International shipping companies are considering using intermediate hubs in Turkey and the Red Sea to bypass customs delays. An alternative route via Port Said, with transshipment in Egypt, reduces the total time to 18 days but increases the average logistics cost by 9%. This difference in time and cost is not a margin of maneuver: it is the necessary condition to avoid immobilization of capital in customs.

The increase in demand for used vehicles from the Nigerian market has led operators to restructure flows towards safer routes. The volume of imports from London increased by 12% in the first half of 2026 compared to the same period of the previous year, despite the tariff reduction. This increase is attributed to a decrease in demand from Italian and Spanish operators, who have shifted their activities to North Africa.

Strategic Lever: Transhipment Hub

The installation of a temporary logistics hub in Port Sudan represents one of the possible strategic levers for optimizing reconfiguration. The node, managed by a joint venture between a local maritime operator and a French logistics company, has already received authorization to use 230,000 m² of storage area within the port. The goal is to reduce customs waiting time from 14 to 5 days through a simplified procedure.

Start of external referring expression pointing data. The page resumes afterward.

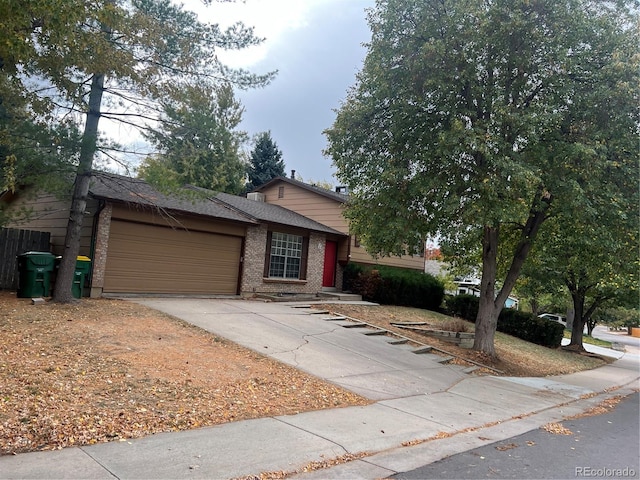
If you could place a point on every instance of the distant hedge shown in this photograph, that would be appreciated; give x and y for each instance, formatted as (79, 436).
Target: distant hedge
(394, 286)
(512, 322)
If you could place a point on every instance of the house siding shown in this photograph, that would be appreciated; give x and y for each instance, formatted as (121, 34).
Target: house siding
(311, 205)
(330, 212)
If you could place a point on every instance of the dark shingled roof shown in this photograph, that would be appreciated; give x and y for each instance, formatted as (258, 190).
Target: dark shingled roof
(268, 212)
(338, 197)
(199, 201)
(119, 188)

The new infrastructure allows for optimization of the physical logistics chain: vehicles arrive from the United Kingdom, are unloaded in Sudan, and then transferred by truck to their final destination. The additional cost for transhipment amounts to approximately £180 per vehicle, but reduces the entropy dissipated in the logistics system by 23%. The net effect is an improvement in operational liquidity and a reduction in penalties for delivery delays.

Impact on Operating Margin

The narrative suggests economic stabilization; however, the data reveals a compression of the operating spread. The average import cost for a used vehicle from London to Lagos, including a 40% duty, transportation (£795), and transhipment (if applicable), amounts to approximately £1,280.

The value of the cost of goods sold has increased by 36% compared to the first quarter of 2025, despite the tariff reduction. The Impact KPI shows that the working capital immobilized in customs has extended from a minimum of 7 days to an average of 14 days, with peaks up to 28. This delay has generated an additional cost estimated at €5.3 million for major players in the industry during the first six months of 2026.